Until recently, it has been widely accepted that a common mechanism (COX inhibition) is responsible for both the therapeutic and side effects of NSAIDs. However, this theory has been refined since the discovery of a second, inducible COX isozyme, COX-2. It has been proposed that COX-2 inhibition is the relevant target of for the anti-inflammatory effects of NSAIDs, whereas inhibition of constitutive COX-1 is responsible for the gastric and renal side effects as well as for the anti-thrombotic activity of these agents.
Meloxicam, the active ingredient of Mobitil, is a relatively new NSAID which has consistently shown preferential COX-2 inhibition.

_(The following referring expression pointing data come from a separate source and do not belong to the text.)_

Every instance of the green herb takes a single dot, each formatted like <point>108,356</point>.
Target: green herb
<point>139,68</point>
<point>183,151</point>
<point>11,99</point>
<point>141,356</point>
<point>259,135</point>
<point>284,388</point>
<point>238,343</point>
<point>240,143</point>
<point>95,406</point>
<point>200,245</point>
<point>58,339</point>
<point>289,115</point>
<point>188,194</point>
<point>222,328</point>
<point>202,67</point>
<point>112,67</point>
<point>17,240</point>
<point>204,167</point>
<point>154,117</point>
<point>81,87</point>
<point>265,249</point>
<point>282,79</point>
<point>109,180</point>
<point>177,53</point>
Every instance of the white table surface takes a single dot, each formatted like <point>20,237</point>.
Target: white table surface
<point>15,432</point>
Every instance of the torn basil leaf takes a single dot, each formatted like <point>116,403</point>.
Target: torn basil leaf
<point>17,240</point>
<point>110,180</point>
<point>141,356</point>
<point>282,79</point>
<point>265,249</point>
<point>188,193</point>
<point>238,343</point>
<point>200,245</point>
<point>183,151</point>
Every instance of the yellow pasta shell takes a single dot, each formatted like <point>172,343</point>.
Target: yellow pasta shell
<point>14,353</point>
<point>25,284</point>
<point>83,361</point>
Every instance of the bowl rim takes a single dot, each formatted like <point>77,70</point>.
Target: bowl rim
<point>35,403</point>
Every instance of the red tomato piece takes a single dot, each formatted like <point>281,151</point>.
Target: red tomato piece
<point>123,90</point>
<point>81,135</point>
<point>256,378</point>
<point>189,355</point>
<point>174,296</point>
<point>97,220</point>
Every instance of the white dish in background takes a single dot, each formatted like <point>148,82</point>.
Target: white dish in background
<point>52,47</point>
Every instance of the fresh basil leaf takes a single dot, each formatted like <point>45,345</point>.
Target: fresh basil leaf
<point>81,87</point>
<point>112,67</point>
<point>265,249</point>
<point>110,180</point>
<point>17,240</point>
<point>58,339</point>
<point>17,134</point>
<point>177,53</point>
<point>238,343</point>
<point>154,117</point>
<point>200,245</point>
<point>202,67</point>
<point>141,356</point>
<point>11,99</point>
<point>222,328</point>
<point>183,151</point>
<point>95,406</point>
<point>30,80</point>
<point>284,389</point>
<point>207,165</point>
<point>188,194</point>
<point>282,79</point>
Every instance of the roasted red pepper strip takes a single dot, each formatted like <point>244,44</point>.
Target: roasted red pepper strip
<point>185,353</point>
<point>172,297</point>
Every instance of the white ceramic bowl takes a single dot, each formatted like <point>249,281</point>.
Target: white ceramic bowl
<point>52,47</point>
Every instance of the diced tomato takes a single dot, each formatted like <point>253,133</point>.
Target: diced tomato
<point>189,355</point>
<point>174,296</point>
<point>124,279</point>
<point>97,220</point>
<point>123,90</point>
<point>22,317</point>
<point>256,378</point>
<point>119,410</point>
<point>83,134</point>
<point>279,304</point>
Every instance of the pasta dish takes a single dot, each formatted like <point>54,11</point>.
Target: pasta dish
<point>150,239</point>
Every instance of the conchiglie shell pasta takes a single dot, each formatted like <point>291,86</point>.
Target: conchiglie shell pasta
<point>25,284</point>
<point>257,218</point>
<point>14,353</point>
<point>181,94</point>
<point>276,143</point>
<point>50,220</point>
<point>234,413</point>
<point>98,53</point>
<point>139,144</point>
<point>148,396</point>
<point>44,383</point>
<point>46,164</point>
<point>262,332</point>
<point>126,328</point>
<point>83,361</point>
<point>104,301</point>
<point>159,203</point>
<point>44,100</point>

The tolerability and safety of meloxicam 7.5 mg/day and 15 mg/day with regard to the gastrointestinal system in general and to peptic ulcer complications in particular is significantly better than that of recommended doses of the classical NSAIDs such as diclofenac.

This was demonstrated by the analysis of clinical pharmacological investigations, 27 clinical double-blind, randomized therapeutic trials including two large-scale clinical studies, as well as study under controlled pharmacoepidemiological conditions.

The favourable tolerability and safety profile of meloxicam is thought to be related to its preferential COX-2 inhibition relative to COX-1.